Positron Emission Tomography (PET) は、β+ 壊変する核種によって標識した薬剤が集積する部位を調べる核医学検査である。 すなわち、薬剤に含まれる放射性同位元素が壊変時に陽電子 (positron) を放出し、この陽電子は短い距離を飛んだ後に電子と対消滅を起こす。 このとき、511 keV の二つのγ線が生成され、これらは概ね 180 度の方向に飛んでいく。 従って、向かい合う二つのγ線検出器が同時に 511 keV のγ線を検出した場合、両者を結ぶ直線上でβ+壊変が起こったと推定される。 γ線は光速で移動するから、この直線上のどこで壊変が起こったかを知ることは、検出器の時間分解能の制約のため不可能である。

PET の空間分解能は 1 mm 程度が限界であるため、1 cm 程度より小さな病変を検出することは極めて困難であるとされる。 この空間分解能の制約は、概ね二つの原因に依る。 一つは、陽電子の飛程が 0.1 mm ないし 0.5 mm 程度あるために、壊変が起こった部位と対消滅が起こる部位がずれることである。 もう一つは、消滅γ線が厳密には 180 度の方向に飛ばないことであり、こちらの方が分解能への影響は大きい。

さて、問題は、既知の腫瘤性病変の性状を知る目的で PET の施行を検討した際に、 病変が 5 mm 程度と小さいことを理由に PET を行わない、という判断が妥当か、という問題である。 通説では、「1 cm 程度より小さな病変は PET では検出できない」ということを根拠に、PET の適応外と考えるらしい。 確かに、悪性腫瘍の転移を検索する目的の PET であるならば、その判断は正しい。 しかし、既知の腫瘤性病変の性状評価が目的であるならば、はたして、空間分解能は問題になるだろうか。

「1 cm 程度より小さな病変は PET では検出できない」というのは、 「実際には高集積していないのに、たまたま統計的なゆらぎによって高信号になった部分」と 「本当に高集積しているから、然るべき結果として高信号になった部分」とを鑑別することが難しい、という意味である。 これは、「実際に高集積していても、高信号にならない」という意味ではない。 なぜならば、病変が 5 mm もあるならば、これは PET の分解能よりは大きいのであるから、はっきりとした高信号にみえるはずなのである。

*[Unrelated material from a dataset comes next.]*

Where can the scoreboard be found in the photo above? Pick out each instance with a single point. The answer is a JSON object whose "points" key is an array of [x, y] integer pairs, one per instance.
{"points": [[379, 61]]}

さらにいえば、病変が特に小さな、たとえば 0.5 mm 程度の腫瘤であったとしても、適切な統計的処理を行えば、それを病変として認識できる可能性はある。 というのも、このような小さな高集積領域は PET 画像上では「1 mm 程度の広がりを持ったやや高集積の領域」としてみえるのであって、 「周囲と同程度にしか集積していない領域」として写るわけではない。 実際、近年では「不確定性原理の壁」を越えた光学顕微鏡が開発されており、統計処理によって、 原理的には分解能をいくらでも小さくできることが、実証されたのである。

以上の考察から、適切な情報処理さえ行えば、0.5 mm 程度の腫瘤性病変の性状を PET によって調べることは、充分に可能であると考えられる。